Industry Days - Additive Manufacturing for RF/Microwave hardware

3D Printed Microwave and Millimetre-Wave Filters at University of Birmingham

17 Oct 2018, 10:30

30m

Newton 1&2 (ESA/ESTEC)

Speaker

Dr Yi Wang (University of Birmingham)

Description

The talk will give a review of Birmingham’s research on 3D printed filters in the last four years focussing on the latest results from 3D printed filters at W-band using metallic materials. Our work has explored the benefits of 3D printing technology in a number of areas. 3D printing enables the production of some unusual and complex structures that are difficult to achieve using conventional fabrication techniques. This has led to lightweight and low loss filters based on high-Q spherical resonators demonstrated at X-band . We investigated techniques to enhance the thermal handling capability of the filter by ceramic filling and demonstrated designs with wide spurious-free band . A 500 MHz helical filter was produced based on complex helical resonators with fine-tuned dimensions and in a single structure without any soldering joints . This could potentially lead to resistance to vibration and low passive intermodulation. With ESA we have used 3D printing to produce some complex multi-port signal distribution structures such as a waveguide Butler matrix with integrated filter function and an orthogonal mode transducer . They are convoluted structures that are difficult to build using conventional machining. With our 3D printing partners, we are pushing the frequency of the filters using higher-precision 3D printing techniques. Produced from polymer resin using a stereolithography technique, a 5th-order W-band filter with built-in UG387 flanges achieved a measured insertion loss of 0.4 dB at 90 GHz with a 11% bandwidth . For metallisation, non-radiating slots along current lines were cut in the waveguides. Recently, a similar design was prototyped from steel using a high-precision micro selective laser sintering technique . Slots are no longer required and special considerations were made to avoid overhangs. Effects of metal coating were investigated and the measured insertion loss of 1 dB was achieved at 90 GHz.
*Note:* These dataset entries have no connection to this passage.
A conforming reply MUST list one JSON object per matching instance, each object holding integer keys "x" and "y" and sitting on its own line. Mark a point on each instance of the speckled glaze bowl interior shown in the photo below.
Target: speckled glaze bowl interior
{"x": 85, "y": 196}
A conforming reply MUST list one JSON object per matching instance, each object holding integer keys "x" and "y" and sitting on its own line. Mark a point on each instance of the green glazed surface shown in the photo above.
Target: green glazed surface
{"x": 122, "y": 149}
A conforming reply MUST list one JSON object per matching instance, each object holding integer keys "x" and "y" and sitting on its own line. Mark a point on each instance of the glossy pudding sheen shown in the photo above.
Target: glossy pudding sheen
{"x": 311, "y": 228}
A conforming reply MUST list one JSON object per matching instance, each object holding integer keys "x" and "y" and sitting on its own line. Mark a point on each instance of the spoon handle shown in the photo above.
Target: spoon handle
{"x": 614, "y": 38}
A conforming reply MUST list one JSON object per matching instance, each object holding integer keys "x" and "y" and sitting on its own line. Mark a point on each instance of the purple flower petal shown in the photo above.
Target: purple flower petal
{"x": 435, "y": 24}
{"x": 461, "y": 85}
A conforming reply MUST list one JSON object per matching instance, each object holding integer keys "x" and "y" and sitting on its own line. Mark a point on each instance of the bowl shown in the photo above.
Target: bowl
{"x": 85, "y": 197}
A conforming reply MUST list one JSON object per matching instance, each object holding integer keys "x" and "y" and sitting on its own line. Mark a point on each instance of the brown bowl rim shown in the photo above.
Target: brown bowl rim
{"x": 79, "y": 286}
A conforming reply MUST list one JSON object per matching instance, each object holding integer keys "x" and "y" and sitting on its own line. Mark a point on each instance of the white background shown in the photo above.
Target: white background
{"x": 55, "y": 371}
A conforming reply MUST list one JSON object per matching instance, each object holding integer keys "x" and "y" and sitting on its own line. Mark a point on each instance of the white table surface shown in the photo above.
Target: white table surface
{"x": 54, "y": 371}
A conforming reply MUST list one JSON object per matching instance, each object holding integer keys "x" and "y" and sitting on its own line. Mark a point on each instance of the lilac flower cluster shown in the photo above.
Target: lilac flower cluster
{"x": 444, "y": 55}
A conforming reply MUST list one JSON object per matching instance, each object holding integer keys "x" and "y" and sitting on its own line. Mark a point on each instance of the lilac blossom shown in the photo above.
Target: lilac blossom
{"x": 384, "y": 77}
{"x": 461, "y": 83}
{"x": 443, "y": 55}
More detailed design considerations and information about the build quality will be provided in the presentation. (A full abstract with references can be found in the attachment.)

Why your contribution is relevant for the event?

Our research work in the last four years is very well aligned with the topic of the workshop. We hope to share our findings with the community and more importantly to seek partners to bring the work forward.